We've all been conditioned and trained to look away like one of Pavlov's dogs. To trade truth for comfort. To perform “team player” while watching it destroy the life of a team member. We've been trained to look for stories with 'Magical Negroes' to cope with our unease at the constant stream of injustices all around us.

We can’t afford that anymore. We MUST learn to be better. The civil rights movement never ended. It was declared over by the people who benefit most from it going away.

If you're scared to speak up imagine how Black people feel when they know that if they speak up:

  • They’re not just risking their jobs, but their human rights.
  • They’re risking being labeled difficult, angry, ungrateful, and unsafe to manage.
  • They’re risking never being hired again.
  • They're risking their chances at career advancement.
  • They’re risking a reputation that travels faster than the truth.
  • They know the risk, that if they fall there is nothing waiting to catch them but cold hard dirt.
  • They are not risking their livelihoods, they are risking their lives.

No safety net.

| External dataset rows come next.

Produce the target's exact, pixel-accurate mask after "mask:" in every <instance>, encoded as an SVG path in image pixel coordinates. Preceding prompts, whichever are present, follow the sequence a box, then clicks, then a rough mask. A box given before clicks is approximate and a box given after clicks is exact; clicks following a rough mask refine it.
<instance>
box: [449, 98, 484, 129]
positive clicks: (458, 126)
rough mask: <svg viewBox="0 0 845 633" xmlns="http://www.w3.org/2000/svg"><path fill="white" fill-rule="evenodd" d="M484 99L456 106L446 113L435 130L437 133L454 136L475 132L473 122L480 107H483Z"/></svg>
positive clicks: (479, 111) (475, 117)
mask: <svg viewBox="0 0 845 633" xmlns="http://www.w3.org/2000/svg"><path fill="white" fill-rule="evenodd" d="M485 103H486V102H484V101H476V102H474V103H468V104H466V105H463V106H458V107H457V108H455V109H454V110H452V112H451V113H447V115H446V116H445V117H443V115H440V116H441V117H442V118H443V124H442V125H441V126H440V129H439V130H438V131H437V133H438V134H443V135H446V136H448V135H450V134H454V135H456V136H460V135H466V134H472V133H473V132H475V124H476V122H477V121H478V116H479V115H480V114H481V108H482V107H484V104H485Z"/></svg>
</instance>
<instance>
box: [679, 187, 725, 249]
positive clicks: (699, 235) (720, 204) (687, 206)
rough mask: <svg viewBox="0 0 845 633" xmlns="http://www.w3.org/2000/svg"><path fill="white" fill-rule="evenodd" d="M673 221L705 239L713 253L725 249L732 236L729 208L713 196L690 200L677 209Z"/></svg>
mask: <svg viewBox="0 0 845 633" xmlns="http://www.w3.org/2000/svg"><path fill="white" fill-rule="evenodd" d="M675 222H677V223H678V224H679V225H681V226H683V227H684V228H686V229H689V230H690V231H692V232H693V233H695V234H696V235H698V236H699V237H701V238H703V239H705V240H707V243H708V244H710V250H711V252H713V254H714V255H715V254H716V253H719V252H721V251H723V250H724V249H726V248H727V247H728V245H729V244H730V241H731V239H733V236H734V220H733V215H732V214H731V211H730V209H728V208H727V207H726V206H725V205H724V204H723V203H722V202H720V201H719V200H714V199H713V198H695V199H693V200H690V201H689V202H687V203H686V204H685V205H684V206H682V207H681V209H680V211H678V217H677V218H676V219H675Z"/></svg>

No “oh, we’ll find you something else.”
Just silence. Ghosting. Locked doors.

Yet they speak anyway. Some do it bravely. Some do it to combat their fear. Some because their anger at being mistreated can no longer be contained. They do it because we keep forcing them to. They do it because their cries are performatively heard, redirected, and ignored constantly.

So ask yourself:

If they can risk everything to make space for dignity, can you risk discomfort to stand beside them?

You don't have to fight alone. Find one person on your team who sees what you see. Ask them to back you up. Offer the same. Hold them to it. Cover your ass. Document it. Make reports to HR. Make ignoring it untennable. Be the first to stand. Be the reason someone else finds the courage to do the same. Refuse to back down. If the product can't get built without you, use your leverage to force change. Do not center yourself in the fight for other's rights. This isn’t about being a savior. It’s about being whole. Wholeness starts the moment you stop betraying your own conscience.

So speak up and ask the hard questions.
Be wrong.
Say the quiet parts loud.
Learn.
Teach the system that silence is no longer guaranteed.